Agora que expliquei a situação, deve ficar claro para você que lê estas palavras — como era claro para mim naquele momento na Palestina — que a hierarquia inteira do Judaísmo era composta por homens autocentrados, confusos e cheios de autoimportância que viveram unicamente de acordo com as normas e leis. Quando desafiados a usar suas mentes e seus cérebros, não puderam lidar com isso e caíram em espasmos emocionais de virulenta indignação. Era de se espantar que no momento em que fui levado ao conselho, mantivesse a tranquilidade e me negasse a comunicar com mentes tão obtusas?

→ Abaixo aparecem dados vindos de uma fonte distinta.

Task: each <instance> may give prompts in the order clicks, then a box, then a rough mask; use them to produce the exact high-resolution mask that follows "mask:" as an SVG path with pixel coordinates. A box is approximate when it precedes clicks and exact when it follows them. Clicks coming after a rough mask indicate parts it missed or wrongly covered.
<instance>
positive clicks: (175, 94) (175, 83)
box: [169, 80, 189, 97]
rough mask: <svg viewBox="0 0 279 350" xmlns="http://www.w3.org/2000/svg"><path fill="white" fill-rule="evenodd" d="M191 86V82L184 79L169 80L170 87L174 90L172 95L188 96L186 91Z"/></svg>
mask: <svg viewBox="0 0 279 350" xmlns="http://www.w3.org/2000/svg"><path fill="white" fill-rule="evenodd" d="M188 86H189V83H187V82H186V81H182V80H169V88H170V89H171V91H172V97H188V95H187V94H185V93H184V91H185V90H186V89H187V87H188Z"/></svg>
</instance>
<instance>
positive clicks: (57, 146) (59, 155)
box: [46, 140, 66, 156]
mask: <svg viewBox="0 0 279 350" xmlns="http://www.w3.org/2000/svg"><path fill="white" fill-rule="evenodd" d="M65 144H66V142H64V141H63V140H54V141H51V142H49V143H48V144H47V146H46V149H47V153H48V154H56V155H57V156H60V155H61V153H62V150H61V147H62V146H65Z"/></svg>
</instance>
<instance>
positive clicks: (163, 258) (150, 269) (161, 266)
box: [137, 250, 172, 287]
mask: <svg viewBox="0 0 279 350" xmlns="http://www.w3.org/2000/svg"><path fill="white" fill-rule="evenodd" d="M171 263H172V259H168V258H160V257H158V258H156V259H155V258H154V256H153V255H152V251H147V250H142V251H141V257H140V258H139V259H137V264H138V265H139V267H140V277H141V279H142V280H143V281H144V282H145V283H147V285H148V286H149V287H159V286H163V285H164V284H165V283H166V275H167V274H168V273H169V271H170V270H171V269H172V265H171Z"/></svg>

Sim, realmente estive ali na Palestina, há dois mil anos. Vivi entre os homens e mulheres simples que haviam sido ensinados a temer Jeová de uma maneira muito real e que estavam obcecados com o pagamento dos sacrifícios na fogueira, para afastarem o castigo imposto pelos seus pecados. Eu fui criado e doutrinado no medo de Jeová, — mas havia nascido para despertar os Judeus do seu longo sono de mitos e falácias — para livrá-los de sua opressiva história de guerras e derramamento de sangue, de disputas e discussões, da exigência de uma cabeça pela perda de um olho, do esconder e varrer para baixo do tapete os pecados que não tinham importância se não fossem descobertos. E se fossem descobertos, então todo o peso da Lei_Mosaica cairia sobre a cabeça do pecador sem compaixão ou misericórdia, nem sequer um pensamento hesitante sobre as verdadeiras circunstâncias que envolviam a transgressão.

Como eu havia nascido com a missão de abrir as mentes e os corações dos Judeus à Realidade que deu a eles a vida e o ser, desde pequeno rejeitei os ensinamentos Judaicos. Algo profundo e secreto do meu instinto espiritual rebelava-se contra a antiquíssima intenção Judaica de deixar que outro ser vivo carregasse a responsabilidade e "pagasse o preço" pela sua própria teimosia e pecado. Mais do que isso, eu não podia aceitar que um "Deus", que supostamente havia criado tal mundo maravilhoso, se alegras-se com o sacrifício pelo fogo de parte de sua própria criação, a qual ele provia abundantemente. Era-me impossível ter respeito por tais crenças e práticas sem lógica. Depois da iluminação no deserto, cresceu apaixonadamente minha rejeição às tradições Judaicas.